The downpour had not long been over, but the sky was now an impeccable blue and the pale winter sunshine gleamed and sparkled from a million droplets of moisture dewing the chaos of slates and dormers and tiles and cornices and gutters outside the window. A crescent of the river glittered between the high blank wall of a warehouse and a forest of chimneys to his right, and above it the turrets of the fairy- tale palace on the high ground above the town shone in the bright light.

In the narrow, twisting streets of the quarter, shopkeepers and their customers had an air almost of gaiety about them, and several food stores displayed crates and baskets of fruit and vegetables on the sidewalk.

Kuryakin felt justified in taking Cernic to the kavarna at lunchtime and passed off the ribald references to this break with tradition with a snarl a little less surly than usual. The blonde wearing the open raincoat—her name, he had discovered, was Marinka—even gave him a half smile when he came in, and the proprietor was quite cordial.

"That's a bit better, isn't it?" he said cheerfully as he took Illya's order. "Makes the world a more cheerful place, I always say, when there's a bit of sun around, eh?"

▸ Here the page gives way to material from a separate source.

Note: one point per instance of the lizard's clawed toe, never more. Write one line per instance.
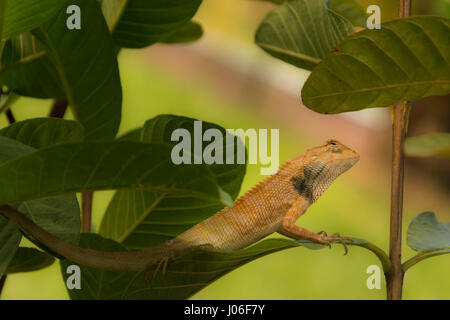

"For those that have time to notice, I suppose," the Russian said grumpily. "As for me, I still wish I was a thousand miles away from it."

"Why, comrade? It's not such a bad city. At least there's life here!"

"Life? I'd give a great deal to get out of it. Right out, I mean—and I'm not kidding. Rain or shine, it makes no difference to me. All I want—"

"If you hate it so much, why don't you get out, then?" the proprietor interrupted reasonably. "There doesn't seem to be anything to keep you here; you don't seem to have a job or anything."

"You mind your own damned business!" Kuryakin shouted, thumping the table. "It's none of your business why I stay here. What I do is my own affair and I don't want any interfering snoopers meddling."

He drained his glass and stalked out, leaving the inn keeper staring in amazement. Anyone at that bar who didn't suspect by now that "Milo" was a crook on the run, the agent thought to himself with a grim smile, must be pretty dumb!